What Lynas’s book should perhaps have made slightly more explicit is how little margin we have to accomplish these tasks. In a coda, he writes valiantly, “It is not too late, and in fact it never will be too late. Just as 1.5°C is better than 2°C, so 2°C is better than 2.5°C, 3°C is better than 3.5°C and so on. We should never give up.” This is inarguable, at least emotionally. It’s just that, as the studies he cites makes clear, if we go to two degrees, that will cause feedbacks that take us automatically higher. At a certain point, it will be too late. The first of these deadlines might be 2030—the Intergovernmental Panel on Climate Change, in 2018, told us we needed a “fundamental transformation” of energy systems by that date or the targets set in Paris would slip through our grasp. (By “fundamental transformation,” it meant a 50 percent fall in emissions.) That is, the period in which we retain the most leverage to really affect the outcome may be measured in years that correspond to the digits on your two hands.
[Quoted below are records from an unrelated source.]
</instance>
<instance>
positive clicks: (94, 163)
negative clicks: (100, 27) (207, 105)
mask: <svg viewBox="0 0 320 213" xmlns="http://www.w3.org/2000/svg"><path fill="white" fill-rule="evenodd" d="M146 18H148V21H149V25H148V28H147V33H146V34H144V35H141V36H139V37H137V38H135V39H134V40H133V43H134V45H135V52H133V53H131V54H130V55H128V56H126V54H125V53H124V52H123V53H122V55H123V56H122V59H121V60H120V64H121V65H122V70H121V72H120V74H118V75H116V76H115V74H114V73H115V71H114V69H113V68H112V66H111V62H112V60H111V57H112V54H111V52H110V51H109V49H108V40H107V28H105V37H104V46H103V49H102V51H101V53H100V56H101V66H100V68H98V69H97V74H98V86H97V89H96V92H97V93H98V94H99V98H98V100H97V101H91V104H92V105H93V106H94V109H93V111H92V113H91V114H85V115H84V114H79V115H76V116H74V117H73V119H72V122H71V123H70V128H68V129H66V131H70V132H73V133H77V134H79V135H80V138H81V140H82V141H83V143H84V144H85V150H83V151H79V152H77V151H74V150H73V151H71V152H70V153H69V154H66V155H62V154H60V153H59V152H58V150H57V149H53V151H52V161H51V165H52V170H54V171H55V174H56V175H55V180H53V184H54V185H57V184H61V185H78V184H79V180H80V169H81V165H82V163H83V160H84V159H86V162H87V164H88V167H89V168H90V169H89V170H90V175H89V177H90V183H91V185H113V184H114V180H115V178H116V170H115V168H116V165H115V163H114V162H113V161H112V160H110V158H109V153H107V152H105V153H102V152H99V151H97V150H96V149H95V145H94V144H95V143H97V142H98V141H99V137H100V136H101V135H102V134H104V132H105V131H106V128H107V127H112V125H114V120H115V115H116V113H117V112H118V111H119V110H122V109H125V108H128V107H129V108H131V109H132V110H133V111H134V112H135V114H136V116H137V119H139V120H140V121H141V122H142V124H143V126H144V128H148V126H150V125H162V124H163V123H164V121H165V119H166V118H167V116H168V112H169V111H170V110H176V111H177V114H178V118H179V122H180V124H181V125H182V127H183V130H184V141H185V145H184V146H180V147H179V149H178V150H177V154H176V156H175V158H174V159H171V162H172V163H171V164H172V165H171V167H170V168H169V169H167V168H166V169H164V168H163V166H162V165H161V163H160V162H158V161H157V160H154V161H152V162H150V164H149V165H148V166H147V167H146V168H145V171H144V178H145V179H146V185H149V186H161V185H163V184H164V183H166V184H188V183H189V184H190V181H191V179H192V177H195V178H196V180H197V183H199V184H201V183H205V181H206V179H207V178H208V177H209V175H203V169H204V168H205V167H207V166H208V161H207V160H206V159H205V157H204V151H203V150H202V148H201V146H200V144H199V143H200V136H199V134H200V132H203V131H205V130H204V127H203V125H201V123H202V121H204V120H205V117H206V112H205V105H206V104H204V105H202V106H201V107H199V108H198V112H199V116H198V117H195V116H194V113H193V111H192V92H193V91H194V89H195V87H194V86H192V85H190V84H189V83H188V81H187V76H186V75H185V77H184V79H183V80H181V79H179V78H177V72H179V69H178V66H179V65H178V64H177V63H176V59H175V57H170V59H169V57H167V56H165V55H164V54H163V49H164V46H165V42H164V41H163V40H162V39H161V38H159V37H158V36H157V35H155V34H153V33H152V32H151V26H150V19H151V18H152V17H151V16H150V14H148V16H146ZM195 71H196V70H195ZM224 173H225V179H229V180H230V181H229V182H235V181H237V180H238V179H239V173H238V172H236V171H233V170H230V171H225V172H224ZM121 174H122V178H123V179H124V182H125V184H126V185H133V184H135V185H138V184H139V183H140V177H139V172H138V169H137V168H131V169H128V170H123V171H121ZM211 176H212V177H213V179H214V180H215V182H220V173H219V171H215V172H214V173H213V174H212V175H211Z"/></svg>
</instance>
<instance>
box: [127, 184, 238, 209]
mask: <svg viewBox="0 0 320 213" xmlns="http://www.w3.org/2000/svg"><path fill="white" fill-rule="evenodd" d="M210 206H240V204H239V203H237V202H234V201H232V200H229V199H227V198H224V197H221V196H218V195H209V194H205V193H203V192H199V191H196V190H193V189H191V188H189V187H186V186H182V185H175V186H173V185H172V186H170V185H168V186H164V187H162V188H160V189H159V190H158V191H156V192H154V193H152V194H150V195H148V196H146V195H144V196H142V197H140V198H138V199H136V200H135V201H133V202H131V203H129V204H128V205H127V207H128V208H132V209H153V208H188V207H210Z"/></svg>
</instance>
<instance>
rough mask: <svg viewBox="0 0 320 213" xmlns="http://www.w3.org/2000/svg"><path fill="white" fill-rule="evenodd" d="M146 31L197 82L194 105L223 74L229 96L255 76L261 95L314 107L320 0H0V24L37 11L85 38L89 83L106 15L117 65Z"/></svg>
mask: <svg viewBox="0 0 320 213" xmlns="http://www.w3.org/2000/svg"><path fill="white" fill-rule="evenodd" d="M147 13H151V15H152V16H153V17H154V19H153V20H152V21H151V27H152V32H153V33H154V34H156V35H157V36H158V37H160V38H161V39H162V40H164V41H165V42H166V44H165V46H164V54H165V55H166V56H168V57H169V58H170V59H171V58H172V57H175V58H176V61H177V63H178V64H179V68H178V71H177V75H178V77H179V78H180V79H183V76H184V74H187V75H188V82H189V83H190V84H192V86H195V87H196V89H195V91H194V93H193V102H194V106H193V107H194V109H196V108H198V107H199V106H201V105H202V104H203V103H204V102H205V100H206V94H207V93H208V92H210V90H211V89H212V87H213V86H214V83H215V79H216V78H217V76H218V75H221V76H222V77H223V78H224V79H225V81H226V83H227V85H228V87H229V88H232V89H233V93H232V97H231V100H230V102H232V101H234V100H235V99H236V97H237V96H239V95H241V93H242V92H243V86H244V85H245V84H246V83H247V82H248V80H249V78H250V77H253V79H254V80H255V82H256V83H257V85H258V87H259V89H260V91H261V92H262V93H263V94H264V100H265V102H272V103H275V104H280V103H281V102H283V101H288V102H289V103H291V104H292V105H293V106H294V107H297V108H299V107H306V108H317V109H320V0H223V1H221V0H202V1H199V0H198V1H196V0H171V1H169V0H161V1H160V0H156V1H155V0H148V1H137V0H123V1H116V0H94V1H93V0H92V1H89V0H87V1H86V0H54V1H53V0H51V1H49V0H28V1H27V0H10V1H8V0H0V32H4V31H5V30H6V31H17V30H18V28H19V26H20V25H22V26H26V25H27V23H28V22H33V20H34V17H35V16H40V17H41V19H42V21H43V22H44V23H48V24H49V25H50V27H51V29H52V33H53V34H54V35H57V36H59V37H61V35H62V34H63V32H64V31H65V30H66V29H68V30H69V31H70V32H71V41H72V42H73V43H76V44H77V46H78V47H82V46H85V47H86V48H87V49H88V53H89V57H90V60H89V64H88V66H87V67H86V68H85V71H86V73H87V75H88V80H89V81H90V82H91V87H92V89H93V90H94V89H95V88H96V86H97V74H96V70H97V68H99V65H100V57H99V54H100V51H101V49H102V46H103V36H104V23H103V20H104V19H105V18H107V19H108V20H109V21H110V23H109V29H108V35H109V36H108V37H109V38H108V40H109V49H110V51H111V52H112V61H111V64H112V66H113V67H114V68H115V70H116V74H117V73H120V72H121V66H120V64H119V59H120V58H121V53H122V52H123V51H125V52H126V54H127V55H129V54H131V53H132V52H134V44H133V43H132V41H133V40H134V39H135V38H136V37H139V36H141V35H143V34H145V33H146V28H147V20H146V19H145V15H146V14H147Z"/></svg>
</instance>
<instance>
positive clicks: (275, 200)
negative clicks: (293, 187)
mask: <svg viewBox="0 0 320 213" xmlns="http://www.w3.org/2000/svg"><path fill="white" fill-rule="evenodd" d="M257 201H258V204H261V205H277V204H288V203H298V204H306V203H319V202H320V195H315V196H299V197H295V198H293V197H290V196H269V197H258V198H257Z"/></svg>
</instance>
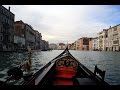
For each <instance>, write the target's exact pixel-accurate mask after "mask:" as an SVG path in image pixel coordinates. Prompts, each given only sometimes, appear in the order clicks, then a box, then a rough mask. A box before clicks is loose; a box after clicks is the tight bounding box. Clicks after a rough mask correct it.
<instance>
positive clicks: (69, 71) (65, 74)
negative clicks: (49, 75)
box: [55, 67, 77, 79]
mask: <svg viewBox="0 0 120 90" xmlns="http://www.w3.org/2000/svg"><path fill="white" fill-rule="evenodd" d="M76 73H77V71H76V70H74V69H73V68H67V67H58V68H56V75H55V77H59V78H69V79H72V78H73V77H74V76H75V75H76Z"/></svg>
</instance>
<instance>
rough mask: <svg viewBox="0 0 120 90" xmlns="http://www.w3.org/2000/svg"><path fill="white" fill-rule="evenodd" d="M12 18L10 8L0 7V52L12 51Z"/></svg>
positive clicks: (12, 46)
mask: <svg viewBox="0 0 120 90" xmlns="http://www.w3.org/2000/svg"><path fill="white" fill-rule="evenodd" d="M14 17H15V15H14V14H13V13H12V12H11V11H10V7H9V9H6V8H5V7H4V6H2V5H0V51H13V50H14Z"/></svg>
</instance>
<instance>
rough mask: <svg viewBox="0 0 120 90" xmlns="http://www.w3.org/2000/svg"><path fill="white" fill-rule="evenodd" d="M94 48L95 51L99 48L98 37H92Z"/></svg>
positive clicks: (93, 49)
mask: <svg viewBox="0 0 120 90" xmlns="http://www.w3.org/2000/svg"><path fill="white" fill-rule="evenodd" d="M92 50H93V51H96V50H98V37H95V38H93V39H92Z"/></svg>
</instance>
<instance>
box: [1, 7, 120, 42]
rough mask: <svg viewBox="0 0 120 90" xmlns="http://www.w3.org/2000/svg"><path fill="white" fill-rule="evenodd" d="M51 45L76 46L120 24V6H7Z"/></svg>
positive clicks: (42, 37)
mask: <svg viewBox="0 0 120 90" xmlns="http://www.w3.org/2000/svg"><path fill="white" fill-rule="evenodd" d="M3 6H5V7H6V8H8V6H10V7H11V11H12V12H13V13H14V14H15V21H17V20H22V21H23V22H25V23H28V24H30V25H31V26H32V27H33V28H34V29H35V30H38V31H39V32H40V33H41V34H42V39H44V40H46V41H49V43H60V42H63V43H67V42H68V43H72V42H74V41H76V40H77V39H79V38H81V37H96V36H97V33H98V32H100V31H102V30H103V29H108V28H109V27H110V26H114V25H117V24H120V6H119V5H3Z"/></svg>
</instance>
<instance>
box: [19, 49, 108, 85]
mask: <svg viewBox="0 0 120 90" xmlns="http://www.w3.org/2000/svg"><path fill="white" fill-rule="evenodd" d="M96 73H98V74H99V75H100V76H98V75H96ZM21 75H22V74H21ZM104 76H105V71H102V70H100V69H99V68H97V66H95V70H94V72H91V71H90V70H89V69H88V68H86V67H85V66H84V65H83V64H81V63H80V62H79V61H78V60H77V59H75V58H74V57H73V56H72V55H71V53H70V52H69V50H68V48H66V49H65V50H64V51H63V52H62V53H61V54H60V55H58V56H57V57H55V58H54V59H53V60H51V61H50V62H49V63H47V64H46V65H45V66H43V67H42V68H41V69H40V70H39V71H37V72H36V73H35V74H31V75H30V76H27V79H25V77H24V81H23V83H22V84H21V85H109V84H108V83H107V82H105V81H104Z"/></svg>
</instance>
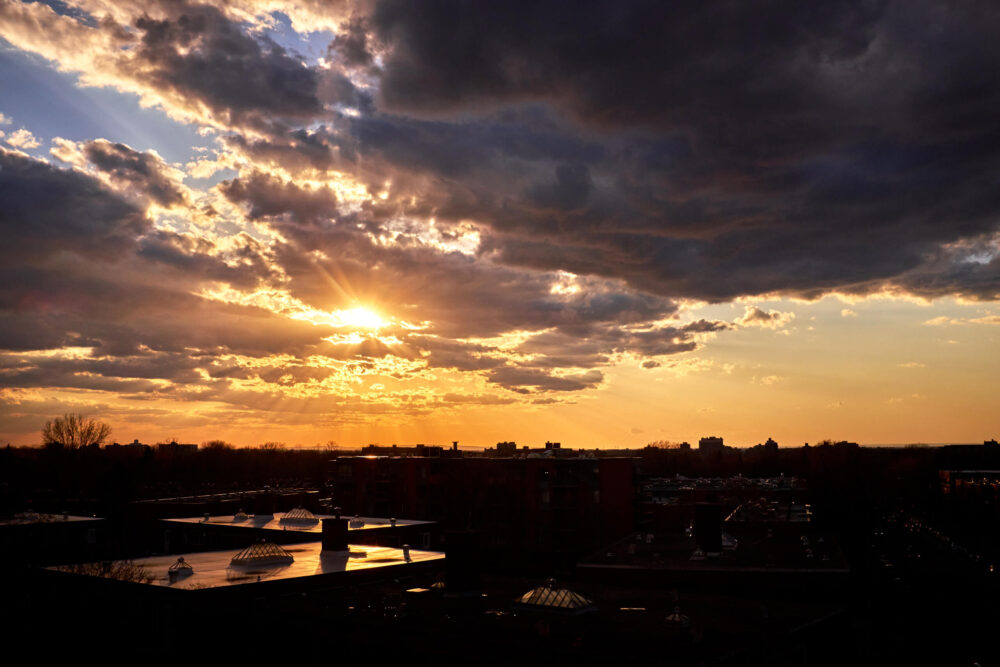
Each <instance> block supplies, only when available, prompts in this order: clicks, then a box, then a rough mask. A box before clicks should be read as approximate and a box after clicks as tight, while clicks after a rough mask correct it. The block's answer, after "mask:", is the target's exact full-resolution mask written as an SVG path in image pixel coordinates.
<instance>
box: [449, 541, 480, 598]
mask: <svg viewBox="0 0 1000 667" xmlns="http://www.w3.org/2000/svg"><path fill="white" fill-rule="evenodd" d="M444 551H445V581H446V586H447V591H448V594H449V595H471V594H476V593H478V591H479V588H480V575H479V561H480V556H479V532H478V531H475V530H461V531H459V530H455V531H448V532H447V533H446V534H445V546H444Z"/></svg>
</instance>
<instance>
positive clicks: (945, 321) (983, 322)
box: [924, 315, 1000, 327]
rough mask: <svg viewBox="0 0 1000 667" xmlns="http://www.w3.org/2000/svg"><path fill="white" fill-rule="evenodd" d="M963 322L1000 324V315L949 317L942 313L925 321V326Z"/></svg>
mask: <svg viewBox="0 0 1000 667" xmlns="http://www.w3.org/2000/svg"><path fill="white" fill-rule="evenodd" d="M962 324H1000V315H985V316H983V317H948V316H946V315H942V316H940V317H934V318H931V319H929V320H927V321H926V322H924V325H925V326H930V327H940V326H954V325H962Z"/></svg>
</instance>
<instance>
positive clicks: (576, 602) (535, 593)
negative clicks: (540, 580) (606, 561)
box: [516, 577, 596, 614]
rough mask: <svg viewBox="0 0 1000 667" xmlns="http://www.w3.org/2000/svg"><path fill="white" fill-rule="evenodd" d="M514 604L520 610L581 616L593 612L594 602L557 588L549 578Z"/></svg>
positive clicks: (574, 592) (572, 593)
mask: <svg viewBox="0 0 1000 667" xmlns="http://www.w3.org/2000/svg"><path fill="white" fill-rule="evenodd" d="M516 604H517V605H518V606H520V607H522V608H525V607H527V608H530V609H534V610H537V611H552V612H561V613H570V614H583V613H586V612H588V611H594V610H595V609H596V607H595V606H594V602H593V601H592V600H589V599H587V598H585V597H583V596H582V595H580V594H579V593H576V592H574V591H571V590H569V589H568V588H559V587H558V586H557V584H556V580H555V579H552V578H551V577H550V578H548V579H546V580H545V583H544V584H543V585H541V586H539V587H538V588H533V589H531V590H530V591H528V592H527V593H525V594H524V595H522V596H521V597H520V599H518V601H517V602H516Z"/></svg>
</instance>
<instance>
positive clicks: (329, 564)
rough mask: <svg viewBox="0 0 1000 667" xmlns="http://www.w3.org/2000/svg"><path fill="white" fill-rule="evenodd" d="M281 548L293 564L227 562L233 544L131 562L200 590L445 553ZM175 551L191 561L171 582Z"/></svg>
mask: <svg viewBox="0 0 1000 667" xmlns="http://www.w3.org/2000/svg"><path fill="white" fill-rule="evenodd" d="M282 548H283V549H284V550H285V551H287V552H288V553H290V554H291V555H292V556H293V557H294V558H295V560H294V561H293V562H292V563H289V564H287V565H285V564H255V565H231V564H230V561H231V560H232V558H233V556H235V555H236V554H237V553H238V552H239V550H237V549H226V550H223V551H202V552H195V553H188V554H174V555H172V556H150V557H148V558H138V559H136V560H134V561H132V562H133V564H134V565H135V566H137V567H141V568H143V569H145V570H146V572H147V573H148V575H149V576H150V577H152V578H151V579H150V580H149V581H148V582H146V583H148V584H149V585H151V586H160V587H164V588H172V589H176V590H199V589H205V588H223V587H228V586H238V585H241V584H248V583H257V582H262V581H279V580H284V579H295V578H300V577H313V576H317V575H331V574H338V573H349V572H359V571H365V570H373V569H377V568H385V567H392V566H401V565H404V566H405V565H409V564H412V563H426V562H428V561H435V560H440V561H443V560H444V554H443V553H441V552H438V551H420V550H417V549H410V558H409V560H406V558H405V556H404V553H403V550H402V549H392V548H388V547H372V546H361V545H350V548H349V550H348V551H333V552H327V553H322V545H321V543H319V542H307V543H303V544H287V545H284V546H283V547H282ZM179 556H180V557H183V558H184V562H185V563H187V564H188V565H190V566H191V568H192V569H193V572H192V573H191V574H190V575H188V576H184V577H179V578H176V579H174V580H173V581H172V580H171V579H170V576H169V575H168V574H167V572H168V570H169V568H170V566H171V565H173V564H174V563H176V562H177V559H178V557H179ZM94 565H95V566H97V565H99V564H94ZM47 569H49V570H55V571H61V572H77V573H79V572H80V566H56V567H50V568H47Z"/></svg>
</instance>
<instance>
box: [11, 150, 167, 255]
mask: <svg viewBox="0 0 1000 667" xmlns="http://www.w3.org/2000/svg"><path fill="white" fill-rule="evenodd" d="M148 227H149V222H148V220H146V218H145V216H144V215H143V213H142V212H141V211H140V210H139V209H137V208H136V207H135V206H133V205H132V204H130V203H129V202H127V201H125V200H124V199H122V198H121V197H119V196H118V195H116V194H114V193H113V192H111V191H110V190H108V189H107V188H105V187H103V186H102V185H101V184H100V183H99V182H98V181H96V180H95V179H94V178H92V177H91V176H88V175H86V174H83V173H80V172H78V171H75V170H61V169H56V168H54V167H51V166H49V165H47V164H45V163H43V162H39V161H37V160H33V159H30V158H28V157H26V156H23V155H19V154H17V153H13V152H9V151H4V150H3V149H0V229H2V230H3V233H4V243H3V246H2V248H0V257H3V258H4V259H5V260H8V261H9V260H10V259H13V258H15V257H18V258H20V257H24V256H47V255H51V254H53V253H55V252H59V251H65V252H72V253H76V254H79V255H85V256H89V257H104V258H109V257H113V256H115V255H117V254H120V253H122V252H125V251H126V250H128V249H129V248H131V247H134V244H135V239H136V237H137V236H138V235H140V234H142V233H144V232H145V231H146V230H147V229H148Z"/></svg>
The Covid pandemic has provided us with some way to gauge how important time is in a crisis. South Korea and the US reported their first casualties on the same day in January. And then the American government wasted February as the president dithered and tweeted; now Seoul has something closer to normalcy, and we have something closer to chaos. (In a single day in July, the state of Florida reported more cases than South Korea had registered since the start of the pandemic.) As the US wasted February spinning its wheels on the pandemic, so the planet has wasted thirty years. Speed matters, now more than ever. And of course the remarkable progress made by the Black Lives Matter protests this summer reminds us both that activism can be successful and that environmental efforts need to be strongly linked to other campaigns for social justice. The climate plan announced by the Biden campaign last month is a credible start toward the necessary effort.

The pandemic provides some useful sense of scale—some sense of how much we’re going to have to change to meet the climate challenge. We ended business as usual for a time this spring, pretty much across the planet—changed our lifestyles far more than we’d imagined possible. We stopped flying, stopped commuting, stopped many factories. The bottom line was that emissions fell, but not by as much as you might expect: by many calculations little more than 10 or 15 percent. What that seems to indicate is that most of the momentum destroying our Earth is hardwired into the systems that run it. Only by attacking those systems—ripping out the fossil-fueled guts and replacing them with renewable energy, even as we make them far more efficient—can we push emissions down to where we stand a chance. Not, as Lynas sadly makes clear, a chance at stopping global warming. A chance at surviving.